Aku tak peduli akan seruan kepadanya. Aku mengikatkan sejumlah besar potongan pakaian dari busana yang diberikan kepadaku. Aku menggulungnya menjadi bola dan melemparkannya keluar. Ia melihat dan menjawabnya dengan siulan yang lembut. Aku berharap ia akan memahami kain yang dilemparkan sebagai tanda penahananku—dan aku berharap ia dapat menyelamatkanku. Aku dapat sangat meyakini bahwa seorang gembala Armenia akan dibiarkan hidup, sebagaimana yang nampak.

Pada pagi hari ketika domba dibawa keluar, gembala tersebut bersiul lagi di balik jendelaku dan aku tahu ia berniat untuk menarik perhatianku. Aku menjawabnya selembut yang aku dapat. Sepanjang hari itu, harapan baru memberikanku keberanian. Aku dapat mengadahkan tangan, meskipun aku tak dapat menjelaskan kenapa.

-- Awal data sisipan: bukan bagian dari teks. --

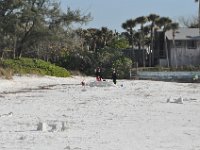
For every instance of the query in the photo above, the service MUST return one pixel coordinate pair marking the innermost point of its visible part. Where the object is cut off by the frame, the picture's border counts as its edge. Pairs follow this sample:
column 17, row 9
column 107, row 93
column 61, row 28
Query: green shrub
column 34, row 66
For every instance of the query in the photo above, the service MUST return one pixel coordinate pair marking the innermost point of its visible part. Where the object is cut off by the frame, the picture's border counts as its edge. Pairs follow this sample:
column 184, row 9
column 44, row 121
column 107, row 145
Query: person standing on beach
column 114, row 76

Aku bahkan berupaya tidak tidur pada malam itu. Domba tersebut awalnya datang dan sang gembala bersiul. Sejam kemudian, aku mendengar seruan itu lagi—sang gembala masih berada di halaman. Tindakan tersebut harus dilakukan menjelang tengah malam ketika aku mendengar gaduh di celah-celah jendela. Aku melihat, dan disana, dinaungi sinar bulan, adalah wajah yang aku kenali—wajah Vartabed Tua, yang mendatangi rumah kami pada pagi Paskah dengan ramalan buruknya—ramalan yang menjadi kenyataan. Tuhan telah mengirimnya kepadaku dan membuatnya mendengar dan memahami seruan siulan familiar itu!

Vartabed Tua bersiul: “Siapa disini yang datang dari Mamuret-ul-Aziz?”

“Ini Aurora, putri keluarga Mardiganian dari Tchemesh-Gedzak. Kau adalah Vartabed Tua, dan aku Aurora yang sangat menyayangimu.”

Vartabed Tua berusaha berbicara, namun suaranya gemetar sehingga aku tak dapat memahaminya. Aku berkata kepadanya semua yang aku bisa, dengan cepat. Bagaimana aku datang ke penahanan Ahmed dan kenapa aku berada di ruang bawah tanah. Air mata pun bercucuran pada mata Vartabed Tua ketika aku berkata kepadanya bagaimana seluruh orang-orangku tiada. Aku menanyainya bagaimana ia selamat. “Vartabed Tua bukanlah penjagal,” ujarnya. “Aku sangat berharga, karena aku mengajari domba Ahmed hanya untuk berperilaku kepadaku. Ahmed lupa bahwa aku adalah orang Armenia, karena aku bersujud pada setiap sembahyang kepada Allah dan sehingga memperpanjang hari-hariku.” Ia berkata kepadaku agar bersabar. Ia akan menemukan cara untuk menyelamatkanku.